So I admit, this chapter is pure fluff. But we all like some fluff every now and then, right?

There will be more to come!

"So Catherine was really about to lose it when they were taking Keppler's gurney to the ambulance," Grissom said. "I had to turn her away from looking at him so she wouldn't completely lose it. I walked her away from the ambulance, across the parking lot and got my car to pick her up. It was really hard for her, and I'm not exactly sure why. She's seen death before. She's even lost an ex-husband before. Why did this guy get to her so much?"

He shrugged, and turned his attention to me. It was a few hours after Keppler had been shot, and he was telling me the dirty details about what happened. I figured he'd be too wiped out to want to see me later, but he called me and asked if he could come over. I told him of course he could, and hurriedly got ready for his arrival, making sure the landfill stink was nothing but a bad memory.

When he knocked on my door, I ran to the door and let him in. I wanted to completely smother him in hugs and kisses and whatever else, but I also wanted him to take the lead here. I was still just a little hurt he hadn't tried to contact me while he was gone and I didn't want to seem overanxious. There's always the truth that I could have called or emailed him, but before he left he seemed so distant that I thought doing that would just bother him, and I didn't have a single urge to do that.

We talked about the case for a bit while I made us some dinner. For him, I made a super meaty cheeseburger and tried not to think about all that had happened to various animals for that cheeseburger to be where it is today. For me, I made a sandwich and some soup. That was all I was hungry for, anyway.

When we were done eating, we sat on my little sofa, pondering what we should watch. I reached for the remote on the coffee table when Grissom grabbed my hand.

"Let's not watch anything right now. I have something to say, obviously, so just listen for a minute, okay?"

I nodded, anxious to hear what he was going to say.

"Sara, I'm sorry I didn't contact you while I was gone. I picked up that phone so many times, but I had no idea what I was going to say. I even tried to write you a letter and I got so far as to address the envelope to put it in, but I...I didn't. There's just so many things I want to tell you and I knew a phone call would never convey those feelings over the phone."

He paused and took a sip of water.

"I know our parting was awkward, and that hadn't been my intention. But I know I took this sabbatical rather hastily and you were a little hurt by that. But while I was gone, I really took some time to ponder all these emotions that were going on in my head. This is all very new for me, Sara. I haven't had a girlfriend in a long time. I haven't had...feelings for someone in a long time."

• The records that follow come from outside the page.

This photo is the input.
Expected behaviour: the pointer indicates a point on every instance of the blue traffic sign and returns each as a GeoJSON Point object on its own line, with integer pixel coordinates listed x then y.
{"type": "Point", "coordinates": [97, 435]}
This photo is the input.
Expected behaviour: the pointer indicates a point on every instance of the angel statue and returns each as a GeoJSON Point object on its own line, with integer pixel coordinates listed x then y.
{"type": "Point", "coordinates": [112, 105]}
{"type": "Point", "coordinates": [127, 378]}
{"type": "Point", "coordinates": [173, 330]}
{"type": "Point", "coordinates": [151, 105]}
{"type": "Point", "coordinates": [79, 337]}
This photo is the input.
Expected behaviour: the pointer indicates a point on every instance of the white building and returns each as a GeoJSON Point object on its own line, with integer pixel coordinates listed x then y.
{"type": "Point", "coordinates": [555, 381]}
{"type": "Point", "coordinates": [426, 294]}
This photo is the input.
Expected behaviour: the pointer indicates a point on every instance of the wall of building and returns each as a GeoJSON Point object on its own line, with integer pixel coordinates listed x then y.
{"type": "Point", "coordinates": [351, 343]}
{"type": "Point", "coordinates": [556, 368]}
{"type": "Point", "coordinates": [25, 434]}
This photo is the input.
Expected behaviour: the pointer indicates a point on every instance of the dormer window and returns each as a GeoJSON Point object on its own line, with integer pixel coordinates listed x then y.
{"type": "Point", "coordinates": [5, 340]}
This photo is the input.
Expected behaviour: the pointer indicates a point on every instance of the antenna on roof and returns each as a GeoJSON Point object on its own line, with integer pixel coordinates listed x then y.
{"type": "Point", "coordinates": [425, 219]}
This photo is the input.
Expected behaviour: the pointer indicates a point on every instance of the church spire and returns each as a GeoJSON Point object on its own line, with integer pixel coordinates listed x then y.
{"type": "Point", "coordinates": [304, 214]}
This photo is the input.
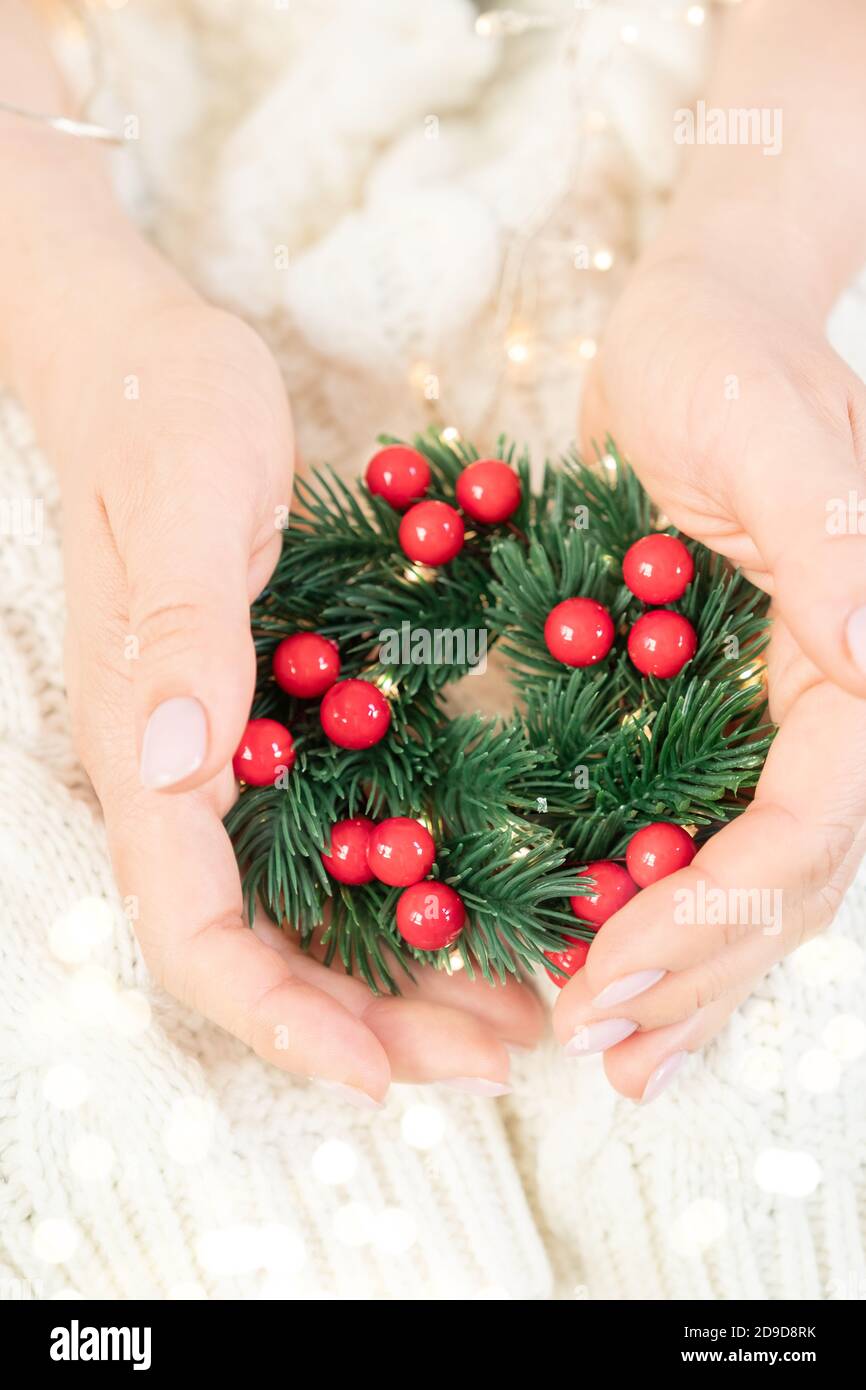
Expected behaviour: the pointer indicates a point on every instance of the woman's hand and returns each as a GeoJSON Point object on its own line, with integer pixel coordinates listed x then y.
{"type": "Point", "coordinates": [748, 431]}
{"type": "Point", "coordinates": [170, 424]}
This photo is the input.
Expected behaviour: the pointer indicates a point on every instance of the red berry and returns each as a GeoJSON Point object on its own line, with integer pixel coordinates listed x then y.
{"type": "Point", "coordinates": [355, 713]}
{"type": "Point", "coordinates": [348, 858]}
{"type": "Point", "coordinates": [264, 751]}
{"type": "Point", "coordinates": [488, 491]}
{"type": "Point", "coordinates": [398, 474]}
{"type": "Point", "coordinates": [658, 849]}
{"type": "Point", "coordinates": [572, 959]}
{"type": "Point", "coordinates": [578, 631]}
{"type": "Point", "coordinates": [430, 915]}
{"type": "Point", "coordinates": [401, 851]}
{"type": "Point", "coordinates": [660, 642]}
{"type": "Point", "coordinates": [431, 533]}
{"type": "Point", "coordinates": [658, 569]}
{"type": "Point", "coordinates": [306, 665]}
{"type": "Point", "coordinates": [613, 888]}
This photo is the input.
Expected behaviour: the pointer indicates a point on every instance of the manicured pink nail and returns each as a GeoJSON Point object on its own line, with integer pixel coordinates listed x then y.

"What about...Lady Heather?" I asked, somewhat joking and somewhat not.

He chuckled.

"She intrigued me, I'll admit that. I will also admit that we were intimate once or twice. But with her, it was about control. We were interested in the way each other's minds worked but there weren't any real emotions behind that. It was more like we were studying each other. With you...it's not about lust or attraction or control or anything else that a relationship can be about. I can't explain to you why it's taken me so long to finally let you into my life the way I've wanted you to be in it since the very first time I met you, but maybe it's because these feelings I have for you are the most powerful feelings I've ever felt. I mean, I like my life. I love solving the case, getting it right, using the bugs and the science and the sheer brainpower of the whole team. I don't even mind the politics of the job, either. I'm addicted to the rush, I will admit that to you right now. And I guess I just always felt that letting you in would make things change. But this last year, with us being so close...I don't ever want to lose that. It took me being away from you for so long to figure out I don't want to be without you. I discovered there's more to live than solving the case, and that's invaluable to me. I guess what I'm trying to say is...I'm sorry I didn't figure it out sooner. I've been really dumb and stubborn about it, I know. But I'm finally--"

I kissed him. I couldn't let him keep rambling on and on about it before tasting his sweet lips. God, how long I waited for him to say those words to me.

We broke from the kiss when neither of us were capable of breathing.

"In conclusion," he said, grinning, "it's you, Sara. It's always been you."

He kissed me again before he said, "I love you. I mean, duh. But I figured you should hear it from my lips. I love you."

"I love you, too," I said, kissing him back.

I don't think I have to tell you that watching a movie became our last priority that night.